You said this:
it is apparent that *fear* is the source of much of peoples' clinging stubbornly to their comfortable and secure introversion, rather than braving the dangers and potential rejection involved in dealing with others.
I agree with you that fear is the source; of course it is.... and rightly so. But not necessarily for the reasons you suggest, which is that the loner automatically has to feel inferior to the world and hides because of it. It is actually possible that a person could come to judge society as inferior, and beyond that, even dangerous... and hence their fear -- their legitimate fear. (Guess where I get this identification of perspective from.)
And rejection? Who should fear rejection, except those who do not know what they really stand for, and how they actually exude that without knowing it? For it is precisely those sorts of people who can feel "rejected"...
Let me use an example: an optimist who actually knows that he or she is an optimist and that such an attitude radiates like sunshine from him- or herself at all times, would never feel "rejected" by a group that he or she could easily identify as a klan of pessimists. That person would know that the group did not desire him or her as a member, because the sort of person that he or she really is, is easily obvious to the members of that group.
In such a case, such a person would automatically interpret their not clique-ing with that group as a blessed and welcome incompatibility or immiscibility, but never a "rejection", in the sense that it is a valid indictment of some universal inferiority of their character. Only someone who lacks the training to see the big pictures in life, could feel "rejection".
My introversion is not desired; I suppose I am actually an extrovert who is weary of not having enough peers to associate with, and I avoid the tar baby-dotted minefield that I see as most of the human race... I suppose you could call me a voluntary or precautious introvert.
This is in sharp contrast to what I'll call involuntary or exiled introverts, who are really extroverts filled with a scornful rage that they have seemingly been judged not good enough for some social group. These are the shunned members of society, who have no choice but to be alone.

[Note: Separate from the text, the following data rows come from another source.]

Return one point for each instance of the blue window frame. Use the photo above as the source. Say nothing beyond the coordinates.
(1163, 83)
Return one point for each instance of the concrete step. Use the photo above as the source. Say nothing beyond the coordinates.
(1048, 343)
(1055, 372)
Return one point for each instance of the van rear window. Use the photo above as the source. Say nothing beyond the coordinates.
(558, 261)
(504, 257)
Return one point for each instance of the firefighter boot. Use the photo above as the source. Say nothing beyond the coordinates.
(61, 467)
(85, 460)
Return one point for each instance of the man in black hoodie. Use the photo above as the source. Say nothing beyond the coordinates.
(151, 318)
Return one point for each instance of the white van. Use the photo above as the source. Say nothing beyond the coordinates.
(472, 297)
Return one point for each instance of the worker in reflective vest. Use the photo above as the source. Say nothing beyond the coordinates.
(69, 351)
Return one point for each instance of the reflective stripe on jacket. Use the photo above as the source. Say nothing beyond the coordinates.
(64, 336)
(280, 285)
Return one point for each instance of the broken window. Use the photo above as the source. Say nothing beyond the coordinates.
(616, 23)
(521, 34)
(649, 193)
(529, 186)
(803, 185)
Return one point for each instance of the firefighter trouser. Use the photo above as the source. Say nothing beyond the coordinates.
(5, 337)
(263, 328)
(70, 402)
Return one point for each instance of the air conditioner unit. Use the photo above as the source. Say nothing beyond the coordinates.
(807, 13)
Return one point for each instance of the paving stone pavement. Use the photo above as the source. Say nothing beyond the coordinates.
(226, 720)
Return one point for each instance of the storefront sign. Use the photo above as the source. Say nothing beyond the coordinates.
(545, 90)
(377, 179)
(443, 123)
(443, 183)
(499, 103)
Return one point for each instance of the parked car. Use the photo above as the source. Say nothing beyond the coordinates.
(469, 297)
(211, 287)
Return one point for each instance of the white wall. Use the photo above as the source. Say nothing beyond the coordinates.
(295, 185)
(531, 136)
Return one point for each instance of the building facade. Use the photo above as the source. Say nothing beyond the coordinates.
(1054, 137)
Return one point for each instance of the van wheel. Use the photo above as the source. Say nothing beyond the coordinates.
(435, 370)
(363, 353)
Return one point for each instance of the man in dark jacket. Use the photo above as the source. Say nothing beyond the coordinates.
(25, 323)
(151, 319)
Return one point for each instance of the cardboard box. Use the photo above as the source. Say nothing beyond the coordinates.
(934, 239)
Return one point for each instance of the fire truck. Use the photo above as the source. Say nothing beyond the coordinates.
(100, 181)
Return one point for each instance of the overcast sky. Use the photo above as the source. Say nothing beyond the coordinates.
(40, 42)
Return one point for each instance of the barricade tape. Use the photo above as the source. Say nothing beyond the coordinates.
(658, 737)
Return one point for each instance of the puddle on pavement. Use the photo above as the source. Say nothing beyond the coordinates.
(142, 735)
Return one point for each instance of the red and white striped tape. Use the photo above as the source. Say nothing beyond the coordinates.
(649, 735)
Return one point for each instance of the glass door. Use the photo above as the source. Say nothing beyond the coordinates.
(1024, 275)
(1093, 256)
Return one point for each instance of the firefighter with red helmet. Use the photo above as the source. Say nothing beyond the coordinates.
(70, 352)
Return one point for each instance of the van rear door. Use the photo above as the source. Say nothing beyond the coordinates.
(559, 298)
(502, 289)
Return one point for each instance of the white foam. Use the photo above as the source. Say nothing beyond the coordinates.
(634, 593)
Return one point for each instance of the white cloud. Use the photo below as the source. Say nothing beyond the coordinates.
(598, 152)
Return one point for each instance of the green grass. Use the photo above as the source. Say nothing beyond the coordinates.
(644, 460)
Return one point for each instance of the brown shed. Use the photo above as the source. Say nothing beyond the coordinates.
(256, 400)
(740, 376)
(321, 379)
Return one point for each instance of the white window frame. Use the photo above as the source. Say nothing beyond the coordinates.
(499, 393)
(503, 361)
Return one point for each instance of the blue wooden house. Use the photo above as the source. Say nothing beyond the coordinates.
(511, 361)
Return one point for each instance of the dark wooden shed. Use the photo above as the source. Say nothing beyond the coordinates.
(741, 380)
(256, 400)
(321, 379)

The exiled introvert is typically the one you hear about who ends up taking his/her revenge on society through "going postal". What's interesting is that those people frequently get described by the popular press as being dangerous merely because they are "loners".... but they aren't, really. They are actually stifled extroverts, but extroverts who long to be worthy of fitting in, and who lash out, out of frustration and/or "payback". This incomplete and misconceived view of loners gives voluntary loners a bad name, untruthfully.
To me, these people are so inverted and tragic... I honestly feel profound pity for anyone who can look at mainstream society and actually appraise him- or herself as inferior to it, and wants to get in!
I mean, admittedly, very often these people are rather goofy-looking or acting, I suppose. But when you put aside the foolishly weighty dimension of the purely superficial... for Rand's sake, how can you actually envy the members of mainstream society... people whose every micro-decision is not based on the want to achieve a life of objective self-pride and comfort, but is instead based on the categorical imperative to not significantly deviate from the mean in any way!!!
Now, that -- to me -- is the tenth circle of Hell. Thus, I am a voluntary introvert.